Filename is *cvn-kgc.rar* apparently.


----------



## sendyo (Jul 27, 2010)

Is this sequel to Kamen Rider Dragon Knight? If thats true then Awesome!! I like the preview By the way.I beat Dragon Kinght a while back now I can't  wait to play this! 
	

	
	
		
		

		
		
	


	




  Hope its just as good as Dragon Knight or maybe even better!  
	

	
	
		
		

		
		
	


	










And By the way....lol Japanesse Power rangers!


----------



## Seicomart (Jul 27, 2010)

If V3 and Amazon are in there...and Joker then I'm pretty much sold!

Oh wait, card battle...what a waste, oh the humanity! Think I'll watch some Battle Fever J or some old Lion Maru instead.


----------



## basher11 (Jul 27, 2010)

card battles?


----------



## sa1amandra (Jul 27, 2010)

Ganbaride is an actual card-based arcade game inspired by 2009s Kamen Rider series Kamen Rider Decade. Wish it was a fighting game...


----------



## ladypoodle (Jul 27, 2010)

^ There's actually a fighting game called Kamen Rider Climax Heroes on PS2 and Kamen Rider Climax Heroes W on Wii but it was a disappointing game.

Hex Fix

```
00004460: 9C 71 5E 36 9A 6E 96 7A F7 26 B8 B2 C1 84 59 12 ? 24 00 9F E5 00 10 90 E5 20 20 9F E5 02 00 51 E1
00004470: 8B 6D FF 4E D0 88 EE 67 1C 3C A1 8F 56 37 78 96 ? 1C 10 9F 05 08 10 80 05 48 11 80 05 14 10 9F 05
00004480: 88 FD 59 7A 6F 8B 32 06 F2 FA E1 EB 5C 4A C2 D6 ? A8 10 80 05 E8 11 80 05 1E FF 2F E1 24 75 14 02
00004490: BB D1 2F 83 B2 C8 90 76 09 FB B6 E5 ? 4F 03 5F E1 37 B3 AA 36 6A E0 AA 36
000049F8: 1E FF 2F E1 ? 98 FE FF EA
```


----------



## xshinox (Jul 28, 2010)

sendyo said:
			
		

> Is this sequel to Kamen Rider Dragon Knight? If thats true then Awesome!! I like the preview By the way.I beat Dragon Kinght a while back now I can't  wait to play this!
> 
> 
> 
> ...


this game is not a sequel to dragon knight. it just features past riders. watch some kamen riders besides dragon knight and masked rider.


----------



## ShinRyouma (Jul 28, 2010)

Every Kamen Rider fans have to try this


----------



## ChrnoYamato1991 (Jul 28, 2010)

So, what does this work for? I got wood r4 1.11...


----------



## CrimzonEyed (Jul 28, 2010)

ChrnoYamato1991 said:
			
		

> So, what does this work for? I got wood r4 1.11...

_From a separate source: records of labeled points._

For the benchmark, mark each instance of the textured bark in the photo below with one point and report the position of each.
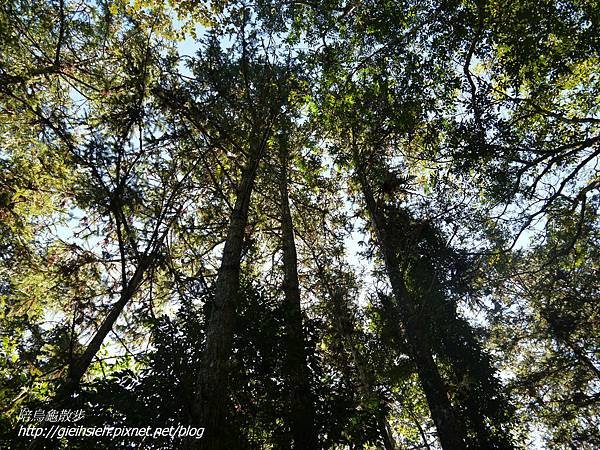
(451, 431)
(81, 364)
(344, 326)
(212, 386)
(301, 402)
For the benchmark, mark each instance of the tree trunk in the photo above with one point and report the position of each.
(212, 386)
(451, 431)
(301, 402)
(80, 365)
(344, 326)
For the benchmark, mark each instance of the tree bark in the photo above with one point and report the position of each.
(212, 385)
(302, 424)
(451, 431)
(344, 326)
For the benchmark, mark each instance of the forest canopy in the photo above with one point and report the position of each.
(300, 225)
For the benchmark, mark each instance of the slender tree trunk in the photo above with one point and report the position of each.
(80, 365)
(451, 431)
(301, 402)
(212, 386)
(344, 325)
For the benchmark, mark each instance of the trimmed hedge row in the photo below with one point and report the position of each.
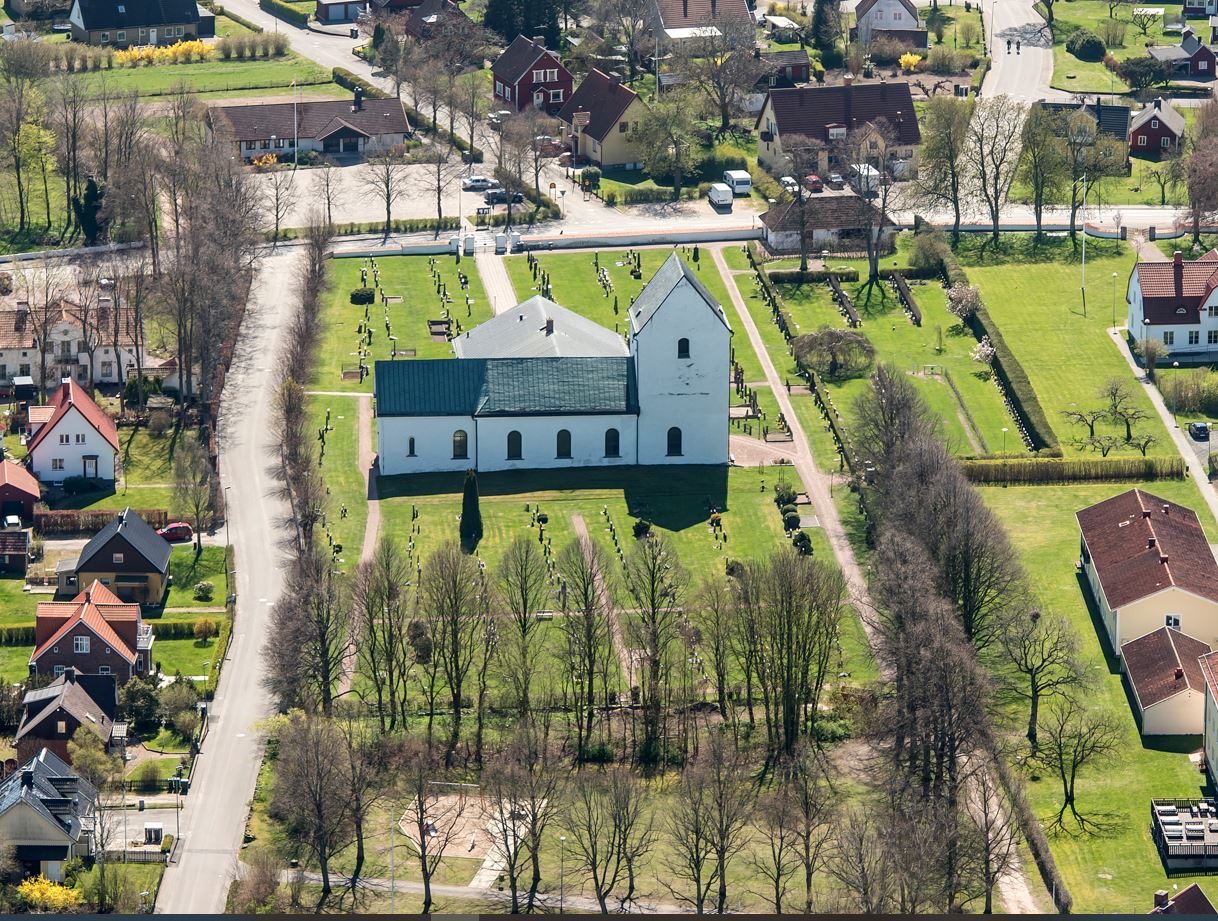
(1059, 469)
(284, 11)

it should work for you then


----------



## ChrnoYamato1991 (Jul 28, 2010)

With or without the hex fix? Because I don't know how to do that 
	

	
	
		
		

		
		
	


	




  Just making sure, because the change log for 1.11 doesn't mention this game.


----------



## Bahamut_X (Jul 28, 2010)

Wasn't bad for something I was expecting. Best way to describe the play, is similar to the pachislo machines. Only downside being the very slow text in story mode.


----------



## Ashsurazenucu (Jul 28, 2010)

Bahamut_X said:
			
		

> Wasn't bad for something I was expecting. Best way to describe the play, is similar to the pachislo machines. Only downside being the very slow text in story mode.

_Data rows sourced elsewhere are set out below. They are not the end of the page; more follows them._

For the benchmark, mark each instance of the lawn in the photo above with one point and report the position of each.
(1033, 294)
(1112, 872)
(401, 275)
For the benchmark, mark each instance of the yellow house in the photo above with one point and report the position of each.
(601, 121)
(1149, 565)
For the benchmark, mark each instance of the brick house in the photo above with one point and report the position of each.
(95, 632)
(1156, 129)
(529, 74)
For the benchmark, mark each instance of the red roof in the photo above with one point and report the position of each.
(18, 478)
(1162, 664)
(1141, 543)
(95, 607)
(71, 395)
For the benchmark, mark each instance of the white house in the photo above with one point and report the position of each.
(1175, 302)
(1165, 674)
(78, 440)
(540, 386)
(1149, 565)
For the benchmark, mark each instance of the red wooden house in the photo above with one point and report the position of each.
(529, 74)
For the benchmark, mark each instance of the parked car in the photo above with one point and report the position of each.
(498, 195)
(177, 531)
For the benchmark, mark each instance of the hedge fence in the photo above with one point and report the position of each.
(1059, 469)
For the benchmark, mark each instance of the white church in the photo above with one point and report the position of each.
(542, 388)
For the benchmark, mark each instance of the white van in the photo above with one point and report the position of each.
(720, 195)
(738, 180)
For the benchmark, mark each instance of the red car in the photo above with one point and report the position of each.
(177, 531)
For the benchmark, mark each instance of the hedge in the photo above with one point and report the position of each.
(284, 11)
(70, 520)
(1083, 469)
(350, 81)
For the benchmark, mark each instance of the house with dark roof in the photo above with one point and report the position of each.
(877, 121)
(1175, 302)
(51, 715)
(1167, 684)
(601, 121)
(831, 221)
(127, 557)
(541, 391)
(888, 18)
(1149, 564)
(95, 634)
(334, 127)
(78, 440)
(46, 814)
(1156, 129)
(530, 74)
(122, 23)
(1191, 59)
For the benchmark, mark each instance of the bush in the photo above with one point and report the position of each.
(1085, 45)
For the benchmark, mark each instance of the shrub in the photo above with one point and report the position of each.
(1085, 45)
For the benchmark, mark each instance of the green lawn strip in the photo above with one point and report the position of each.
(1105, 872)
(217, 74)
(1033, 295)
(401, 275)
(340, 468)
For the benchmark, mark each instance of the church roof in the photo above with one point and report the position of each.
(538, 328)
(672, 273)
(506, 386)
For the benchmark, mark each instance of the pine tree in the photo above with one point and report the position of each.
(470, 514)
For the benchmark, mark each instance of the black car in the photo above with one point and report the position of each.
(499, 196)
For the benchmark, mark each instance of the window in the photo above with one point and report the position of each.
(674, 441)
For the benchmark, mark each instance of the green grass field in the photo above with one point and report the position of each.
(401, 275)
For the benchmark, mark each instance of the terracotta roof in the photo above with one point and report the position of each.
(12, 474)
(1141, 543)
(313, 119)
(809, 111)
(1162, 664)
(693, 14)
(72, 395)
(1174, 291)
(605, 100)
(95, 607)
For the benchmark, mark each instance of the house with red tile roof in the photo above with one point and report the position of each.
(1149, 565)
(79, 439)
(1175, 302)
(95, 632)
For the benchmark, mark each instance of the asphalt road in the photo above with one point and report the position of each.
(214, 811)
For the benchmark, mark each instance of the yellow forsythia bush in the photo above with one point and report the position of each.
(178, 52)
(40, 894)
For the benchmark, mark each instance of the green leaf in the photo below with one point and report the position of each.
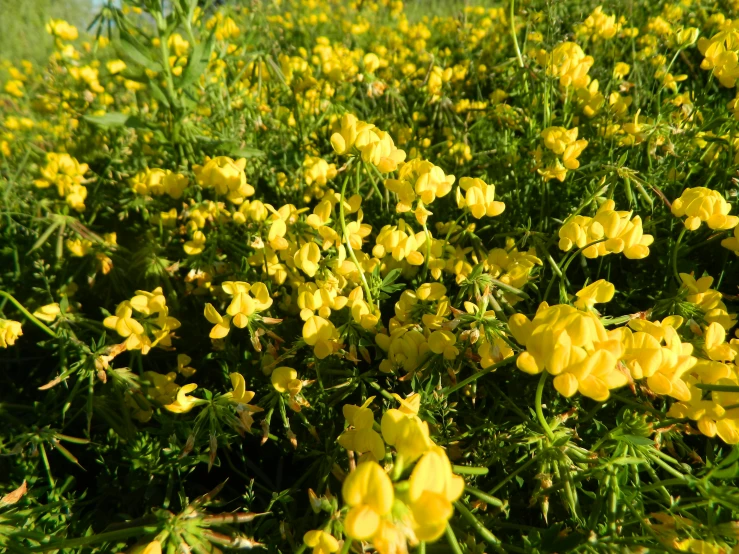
(110, 119)
(198, 61)
(248, 152)
(730, 472)
(158, 93)
(43, 238)
(133, 51)
(391, 277)
(635, 440)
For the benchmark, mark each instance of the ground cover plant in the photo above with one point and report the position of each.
(330, 276)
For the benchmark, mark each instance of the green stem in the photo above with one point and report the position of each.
(485, 497)
(452, 540)
(382, 391)
(111, 536)
(512, 17)
(476, 376)
(483, 531)
(342, 220)
(537, 405)
(467, 470)
(428, 254)
(28, 314)
(509, 288)
(674, 255)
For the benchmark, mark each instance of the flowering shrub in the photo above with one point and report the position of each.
(348, 277)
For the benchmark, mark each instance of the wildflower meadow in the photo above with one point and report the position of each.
(347, 276)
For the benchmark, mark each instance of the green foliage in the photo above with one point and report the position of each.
(179, 226)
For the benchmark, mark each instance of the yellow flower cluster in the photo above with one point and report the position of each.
(721, 54)
(67, 174)
(156, 182)
(566, 146)
(246, 301)
(419, 180)
(10, 330)
(573, 346)
(408, 345)
(414, 510)
(478, 198)
(226, 176)
(608, 232)
(599, 25)
(375, 147)
(144, 321)
(568, 63)
(703, 205)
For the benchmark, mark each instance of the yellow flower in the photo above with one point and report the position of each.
(153, 547)
(183, 363)
(123, 322)
(405, 348)
(479, 198)
(307, 258)
(707, 299)
(321, 542)
(720, 52)
(161, 388)
(403, 429)
(362, 437)
(61, 29)
(442, 342)
(433, 488)
(616, 231)
(369, 493)
(371, 62)
(226, 176)
(621, 70)
(115, 66)
(196, 245)
(48, 313)
(595, 293)
(285, 379)
(10, 330)
(704, 205)
(185, 403)
(573, 346)
(569, 64)
(598, 25)
(14, 87)
(321, 334)
(221, 324)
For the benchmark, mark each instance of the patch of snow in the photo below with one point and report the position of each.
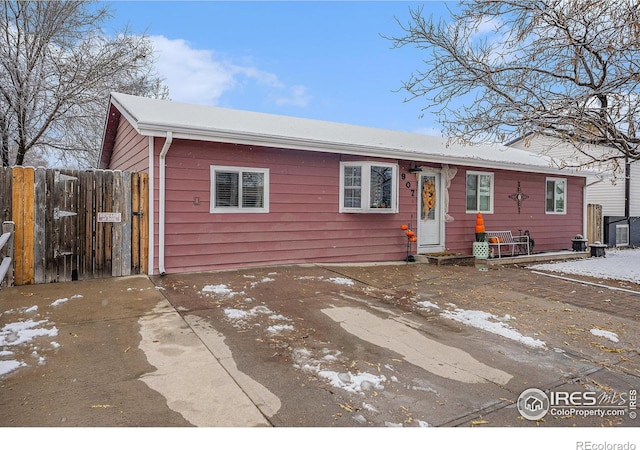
(605, 334)
(219, 289)
(341, 280)
(427, 304)
(22, 332)
(618, 264)
(370, 408)
(278, 317)
(10, 366)
(353, 382)
(489, 322)
(60, 301)
(275, 329)
(235, 314)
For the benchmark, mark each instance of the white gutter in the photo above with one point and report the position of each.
(161, 206)
(152, 225)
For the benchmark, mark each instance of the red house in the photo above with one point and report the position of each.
(234, 188)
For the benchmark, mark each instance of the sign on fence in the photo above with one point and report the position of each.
(109, 217)
(64, 229)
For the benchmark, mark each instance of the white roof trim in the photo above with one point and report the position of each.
(151, 117)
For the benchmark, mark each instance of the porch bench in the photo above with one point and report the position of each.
(499, 239)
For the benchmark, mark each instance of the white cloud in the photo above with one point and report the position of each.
(203, 76)
(294, 96)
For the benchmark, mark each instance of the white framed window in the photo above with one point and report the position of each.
(239, 190)
(368, 187)
(622, 235)
(556, 196)
(479, 192)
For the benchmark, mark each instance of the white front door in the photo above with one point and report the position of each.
(430, 224)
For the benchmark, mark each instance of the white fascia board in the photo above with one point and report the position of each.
(245, 138)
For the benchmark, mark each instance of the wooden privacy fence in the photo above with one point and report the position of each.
(594, 223)
(73, 225)
(6, 254)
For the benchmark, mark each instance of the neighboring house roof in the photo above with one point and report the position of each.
(151, 117)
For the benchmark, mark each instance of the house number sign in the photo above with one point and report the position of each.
(109, 217)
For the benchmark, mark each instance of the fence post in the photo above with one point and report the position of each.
(6, 251)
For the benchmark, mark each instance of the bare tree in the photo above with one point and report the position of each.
(500, 70)
(56, 70)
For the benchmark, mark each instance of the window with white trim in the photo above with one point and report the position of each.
(479, 192)
(370, 187)
(622, 235)
(239, 189)
(556, 196)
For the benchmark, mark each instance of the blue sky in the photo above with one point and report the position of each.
(316, 59)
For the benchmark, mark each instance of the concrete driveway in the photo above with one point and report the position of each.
(373, 345)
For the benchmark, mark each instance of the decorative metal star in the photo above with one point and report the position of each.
(519, 197)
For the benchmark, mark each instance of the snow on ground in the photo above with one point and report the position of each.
(605, 334)
(484, 321)
(493, 324)
(18, 347)
(621, 265)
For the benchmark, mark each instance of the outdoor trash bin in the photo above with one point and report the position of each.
(597, 249)
(579, 245)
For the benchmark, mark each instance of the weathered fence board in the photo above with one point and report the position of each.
(6, 254)
(594, 223)
(58, 236)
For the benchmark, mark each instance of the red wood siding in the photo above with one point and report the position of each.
(303, 224)
(131, 150)
(549, 231)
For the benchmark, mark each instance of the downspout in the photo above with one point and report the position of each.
(152, 225)
(585, 231)
(161, 203)
(627, 193)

The game itself is based off an arcade version, which is pretty much like the Dino King arcade machines: you put in cards and play a rock-paper-scissors type game against CPUs or other players.  Win or lose you get new cards to add to your collection and so on.  

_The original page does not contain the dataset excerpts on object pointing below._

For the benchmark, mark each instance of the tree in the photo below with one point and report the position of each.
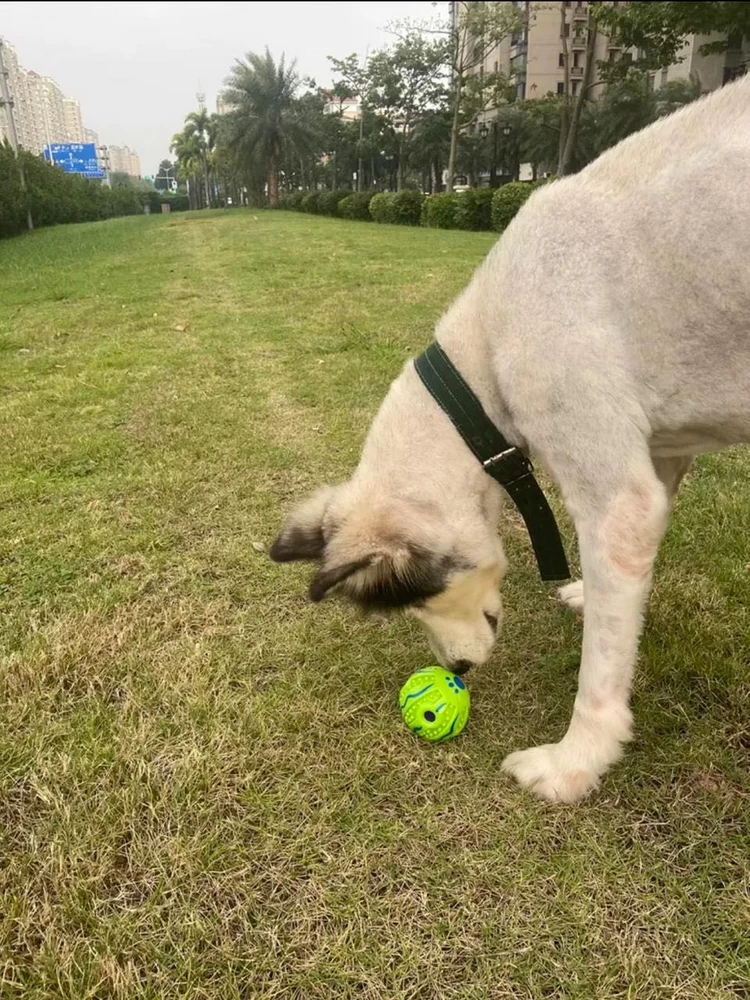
(405, 82)
(201, 125)
(475, 30)
(186, 148)
(658, 31)
(353, 82)
(570, 125)
(263, 121)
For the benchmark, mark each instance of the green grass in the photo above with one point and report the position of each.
(206, 790)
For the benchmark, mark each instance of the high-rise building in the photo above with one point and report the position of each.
(534, 57)
(42, 114)
(73, 120)
(124, 160)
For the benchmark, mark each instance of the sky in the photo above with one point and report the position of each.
(136, 67)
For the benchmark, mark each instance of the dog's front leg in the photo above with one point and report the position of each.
(619, 534)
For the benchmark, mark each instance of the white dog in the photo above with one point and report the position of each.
(607, 335)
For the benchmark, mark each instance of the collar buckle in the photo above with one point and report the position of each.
(508, 466)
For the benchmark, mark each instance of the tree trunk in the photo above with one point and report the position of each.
(588, 73)
(565, 112)
(454, 132)
(360, 159)
(273, 183)
(205, 181)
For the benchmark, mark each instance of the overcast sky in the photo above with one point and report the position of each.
(136, 67)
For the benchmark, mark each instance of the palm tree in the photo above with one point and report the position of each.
(202, 125)
(187, 150)
(263, 121)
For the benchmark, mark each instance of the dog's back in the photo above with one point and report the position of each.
(638, 268)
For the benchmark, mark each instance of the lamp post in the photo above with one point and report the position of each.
(389, 158)
(484, 131)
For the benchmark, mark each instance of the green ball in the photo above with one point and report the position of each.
(435, 704)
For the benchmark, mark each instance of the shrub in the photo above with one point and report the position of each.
(177, 202)
(439, 211)
(407, 208)
(328, 202)
(381, 207)
(356, 206)
(55, 197)
(293, 200)
(474, 209)
(506, 203)
(310, 202)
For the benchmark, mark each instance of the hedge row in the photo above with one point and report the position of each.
(55, 197)
(475, 209)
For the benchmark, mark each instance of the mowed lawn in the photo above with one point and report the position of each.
(206, 789)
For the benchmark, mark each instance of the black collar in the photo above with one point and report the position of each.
(500, 459)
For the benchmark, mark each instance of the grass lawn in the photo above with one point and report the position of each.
(206, 789)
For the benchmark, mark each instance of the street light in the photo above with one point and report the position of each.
(484, 131)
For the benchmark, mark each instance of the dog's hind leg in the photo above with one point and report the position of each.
(671, 472)
(620, 506)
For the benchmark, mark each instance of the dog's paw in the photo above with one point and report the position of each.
(552, 772)
(572, 596)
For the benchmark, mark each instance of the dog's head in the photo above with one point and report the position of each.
(442, 567)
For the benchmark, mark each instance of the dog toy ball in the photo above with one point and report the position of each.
(435, 704)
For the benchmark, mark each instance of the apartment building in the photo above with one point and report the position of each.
(124, 160)
(42, 114)
(73, 120)
(533, 58)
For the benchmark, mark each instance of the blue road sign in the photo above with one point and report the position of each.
(75, 158)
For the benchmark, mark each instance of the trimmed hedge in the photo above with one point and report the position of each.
(310, 202)
(507, 201)
(55, 197)
(439, 211)
(381, 208)
(474, 209)
(401, 208)
(407, 207)
(328, 202)
(356, 206)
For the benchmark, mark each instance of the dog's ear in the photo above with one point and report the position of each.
(325, 579)
(302, 534)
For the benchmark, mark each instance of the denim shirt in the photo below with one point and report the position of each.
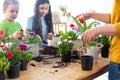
(44, 30)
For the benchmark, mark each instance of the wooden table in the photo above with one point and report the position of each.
(72, 72)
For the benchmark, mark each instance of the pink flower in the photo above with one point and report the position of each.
(72, 26)
(23, 47)
(9, 55)
(2, 34)
(81, 20)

What I'm surprised about is how the game has series 1-9 (I think 9) but from promos they show W and Accel's final forms, which isn't in 9/whatever.  They may of added it just for the game, but I REALLY hope there's Skull in it.


----------



## ShinRyouma (Jul 28, 2010)

Bahamut_X said:
			
		

> Wasn't bad for something I was expecting. Best way to describe the play, is similar to the pachislo machines. Only downside being the very slow text in story mode.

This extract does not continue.